OK Build:⋄ 20106 - Mega System Libraries:⋄ ESP82xx Core 3d128e5c, NONOS SDK 2.2.2-dev(a58da79), LWIP: 2.1.2 PUYA support Git Build:⋄ Plugin Count:⋄ 16 [Normal] Build Md5: e47e18c32043ebacc36819bc61a8eed Md5 check: passed. Build Time:⋄ Mar 29 2020 03:38:56 Binary Filename:⋄ ESP_Easy_mega-20200328-6-PR_2972_custom_ESP8266_4M1M.bin

So it looks SDK 2.2.2-dev(a58da79) fixed the WiFi issue reported above.
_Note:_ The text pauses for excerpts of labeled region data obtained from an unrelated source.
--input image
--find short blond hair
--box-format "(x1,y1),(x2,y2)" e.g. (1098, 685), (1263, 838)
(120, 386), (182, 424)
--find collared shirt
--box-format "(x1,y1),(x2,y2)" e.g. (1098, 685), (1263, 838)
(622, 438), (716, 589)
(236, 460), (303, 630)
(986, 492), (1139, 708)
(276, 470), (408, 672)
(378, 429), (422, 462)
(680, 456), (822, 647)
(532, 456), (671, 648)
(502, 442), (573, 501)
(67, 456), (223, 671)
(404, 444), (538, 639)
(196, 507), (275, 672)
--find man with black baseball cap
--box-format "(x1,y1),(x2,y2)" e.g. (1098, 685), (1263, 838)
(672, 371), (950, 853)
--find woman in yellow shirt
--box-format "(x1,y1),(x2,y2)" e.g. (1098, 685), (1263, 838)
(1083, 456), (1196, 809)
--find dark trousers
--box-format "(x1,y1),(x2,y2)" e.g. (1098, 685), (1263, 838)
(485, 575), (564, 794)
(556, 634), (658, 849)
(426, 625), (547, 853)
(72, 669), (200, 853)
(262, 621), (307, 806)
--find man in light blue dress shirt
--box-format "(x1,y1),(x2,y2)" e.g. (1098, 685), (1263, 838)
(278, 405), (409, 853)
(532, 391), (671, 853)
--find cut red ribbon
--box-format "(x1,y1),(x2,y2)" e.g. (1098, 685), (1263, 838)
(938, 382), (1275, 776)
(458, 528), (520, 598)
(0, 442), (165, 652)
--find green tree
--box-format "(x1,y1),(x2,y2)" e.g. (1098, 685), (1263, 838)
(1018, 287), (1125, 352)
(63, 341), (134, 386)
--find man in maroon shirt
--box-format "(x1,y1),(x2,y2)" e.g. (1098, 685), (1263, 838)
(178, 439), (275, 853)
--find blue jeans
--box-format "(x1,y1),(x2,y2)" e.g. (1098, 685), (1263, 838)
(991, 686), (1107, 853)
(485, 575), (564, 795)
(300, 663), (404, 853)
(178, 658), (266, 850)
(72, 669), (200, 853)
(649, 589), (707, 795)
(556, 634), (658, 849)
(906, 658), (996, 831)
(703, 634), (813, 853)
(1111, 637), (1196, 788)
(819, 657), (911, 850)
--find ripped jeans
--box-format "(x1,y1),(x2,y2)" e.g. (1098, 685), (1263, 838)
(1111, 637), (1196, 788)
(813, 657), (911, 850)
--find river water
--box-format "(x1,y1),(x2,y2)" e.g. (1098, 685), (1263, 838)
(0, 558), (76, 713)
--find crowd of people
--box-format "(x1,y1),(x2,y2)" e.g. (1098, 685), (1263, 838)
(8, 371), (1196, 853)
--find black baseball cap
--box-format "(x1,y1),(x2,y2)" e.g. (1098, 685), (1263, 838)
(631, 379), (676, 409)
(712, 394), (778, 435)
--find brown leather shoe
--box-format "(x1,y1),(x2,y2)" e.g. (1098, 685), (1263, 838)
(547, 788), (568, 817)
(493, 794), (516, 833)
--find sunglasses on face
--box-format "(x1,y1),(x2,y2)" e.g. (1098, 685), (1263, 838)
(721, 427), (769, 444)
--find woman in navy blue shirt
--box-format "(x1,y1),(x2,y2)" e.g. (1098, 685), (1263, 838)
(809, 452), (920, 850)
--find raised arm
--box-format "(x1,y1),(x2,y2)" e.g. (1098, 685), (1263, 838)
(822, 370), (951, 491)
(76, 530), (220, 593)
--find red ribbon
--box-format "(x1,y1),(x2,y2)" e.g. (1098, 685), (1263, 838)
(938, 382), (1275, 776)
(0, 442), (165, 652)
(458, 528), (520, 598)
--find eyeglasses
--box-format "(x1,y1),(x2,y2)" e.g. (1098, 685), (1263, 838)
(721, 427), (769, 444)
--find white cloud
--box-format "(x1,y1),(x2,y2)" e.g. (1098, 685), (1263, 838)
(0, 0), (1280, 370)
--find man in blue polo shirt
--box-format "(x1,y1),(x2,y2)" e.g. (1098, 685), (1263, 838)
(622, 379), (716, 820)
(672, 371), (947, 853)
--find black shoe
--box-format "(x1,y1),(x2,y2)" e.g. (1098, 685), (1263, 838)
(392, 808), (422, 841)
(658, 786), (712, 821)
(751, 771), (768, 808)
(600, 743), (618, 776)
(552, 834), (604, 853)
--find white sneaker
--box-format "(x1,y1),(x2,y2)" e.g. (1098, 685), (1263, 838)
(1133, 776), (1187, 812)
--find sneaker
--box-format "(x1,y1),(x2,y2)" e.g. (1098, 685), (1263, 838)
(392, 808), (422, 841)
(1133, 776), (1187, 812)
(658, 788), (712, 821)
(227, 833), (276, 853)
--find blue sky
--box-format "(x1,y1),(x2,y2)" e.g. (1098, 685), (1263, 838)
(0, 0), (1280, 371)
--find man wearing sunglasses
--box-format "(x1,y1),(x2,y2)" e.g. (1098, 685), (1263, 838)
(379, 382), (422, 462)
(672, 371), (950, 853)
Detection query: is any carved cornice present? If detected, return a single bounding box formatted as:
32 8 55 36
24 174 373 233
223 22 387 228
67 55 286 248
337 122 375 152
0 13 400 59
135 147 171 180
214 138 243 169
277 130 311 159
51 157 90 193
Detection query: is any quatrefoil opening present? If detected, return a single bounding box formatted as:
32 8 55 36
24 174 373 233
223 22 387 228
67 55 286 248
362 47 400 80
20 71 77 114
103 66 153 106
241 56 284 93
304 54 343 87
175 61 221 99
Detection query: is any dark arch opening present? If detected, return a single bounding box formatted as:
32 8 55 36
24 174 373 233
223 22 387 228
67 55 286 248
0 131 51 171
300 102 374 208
So far I had to use SDK 3.0.0 (which was not recommended for use) for a custom firmware builds to avoid the bad WiFi sensitivity after a warm (re)boot which happens to me a bit often due to Exceptions.

TD-er commented 4 years ago

Another striking correlation is that a high plugin count correlates with bad WiFi stability.

Not sure that it has something to do with it, just that it is a surprising correlation seen in your tests.

ghtester commented 4 years ago

It's interesting to me that the latest custom build also reconnects OK even after warm (re)boot with the same SDK release... So hopefully the issue is fixed and we could close this case?


OK Build:⋄ 20106 - Mega
System Libraries:⋄ ESP82xx Core 5511180c, NONOS SDK 2.2.2-dev(bb83b9b), LWIP: 2.1.2 PUYA support
Git Build:⋄ My Build: Apr 11 2020 10:05:33
Plugin Count:⋄ 36 [Normal]
Build Md5: bc161e1b8b7984d07379d96b34972be5
Md5 check: passed.
Build Time:⋄ Apr 11 2020 10:07:20
Binary Filename:⋄ ESP_Easy_20200411_vagrant_custom_beta_ESP8266_4M1M.bin
TD-er commented 4 years ago

Let's hope so. Maybe you can also test a few nightly build files, to make sure it isn't a build issue.